Shopify replaced Redis with MySQL for inventory reservations, achieving 10x scalability. The e-commerce giant's move challenges the conventional wisdom that Redis is necessary for high-throughput, low-latency operations.
Key facts
- Shopify replaced Redis with MySQL for inventory reservations
- System scales to 50,000 writes per second
- 10x throughput improvement after migration
- Single MySQL cluster replaced Redis infrastructure
- Migration eliminated cache invalidation and consistency issues
Shopify's engineering team published a detailed post explaining why they migrated from Redis to MySQL for their inventory reservations system. The system handles 50,000 writes per second after migration [According to Shopify Engineering].

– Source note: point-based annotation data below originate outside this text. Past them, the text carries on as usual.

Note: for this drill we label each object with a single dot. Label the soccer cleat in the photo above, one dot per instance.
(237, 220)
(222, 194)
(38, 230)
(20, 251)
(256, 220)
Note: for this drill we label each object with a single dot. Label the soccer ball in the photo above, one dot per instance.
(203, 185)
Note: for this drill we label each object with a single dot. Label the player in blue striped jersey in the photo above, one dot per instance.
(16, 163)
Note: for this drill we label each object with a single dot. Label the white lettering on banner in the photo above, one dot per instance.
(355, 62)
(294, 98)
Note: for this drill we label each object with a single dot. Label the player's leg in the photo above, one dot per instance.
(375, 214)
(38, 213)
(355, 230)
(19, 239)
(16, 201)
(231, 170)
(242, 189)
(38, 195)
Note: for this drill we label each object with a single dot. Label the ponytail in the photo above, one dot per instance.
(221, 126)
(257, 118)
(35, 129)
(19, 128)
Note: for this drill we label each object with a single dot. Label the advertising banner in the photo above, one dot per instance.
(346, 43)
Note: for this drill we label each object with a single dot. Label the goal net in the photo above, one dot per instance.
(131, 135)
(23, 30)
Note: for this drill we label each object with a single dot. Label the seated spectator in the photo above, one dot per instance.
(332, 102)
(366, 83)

The unique take: This is a rare case where a team moved away from Redis to a relational database for a latency-sensitive workload, contradicting the typical pattern of adopting Redis for caching and real-time operations. Shopify found that MySQL's InnoDB engine, with proper indexing and connection pooling, outperformed Redis for their specific reservation pattern — which involves complex transactions and strict consistency requirements.
How the migration worked
The Shopify team rewrote the reservation logic to use MySQL's transactional guarantees directly. They used a single MySQL cluster with read replicas for scaling reads, while writes go to the primary. The key optimization was using SELECT ... FOR UPDATE locks for atomic reservations, which Redis lacked without custom Lua scripting.

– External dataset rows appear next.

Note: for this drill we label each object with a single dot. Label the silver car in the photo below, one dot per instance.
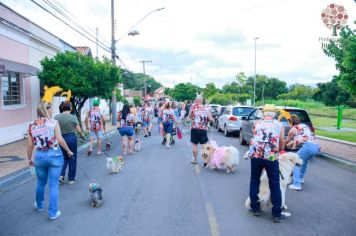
(230, 121)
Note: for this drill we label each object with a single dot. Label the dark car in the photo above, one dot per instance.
(249, 121)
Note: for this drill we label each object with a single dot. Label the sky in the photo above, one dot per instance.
(204, 41)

Results and operational impact
The migration eliminated Redis-related operational overhead: cache invalidation, data consistency issues between Redis and MySQL, and the need for a separate caching layer. The system now runs on a single MySQL cluster, reducing infrastructure complexity. Shopify reported 10x improvement in throughput and lower latency p99 [According to the source].
Broader implications
This move signals that for workloads requiring strong consistency and complex transactions, relational databases can outperform key-value stores. It's a reminder that Redis is not always the right tool, even for high-throughput systems. Shopify plans to open-source the migration tooling and benchmark results.
What to watch
Watch for Shopify's open-source release of migration tooling and benchmark results, expected in Q2 2026. Also track whether other high-throughput e-commerce platforms (e.g., Amazon, eBay) adopt similar patterns for reservation systems.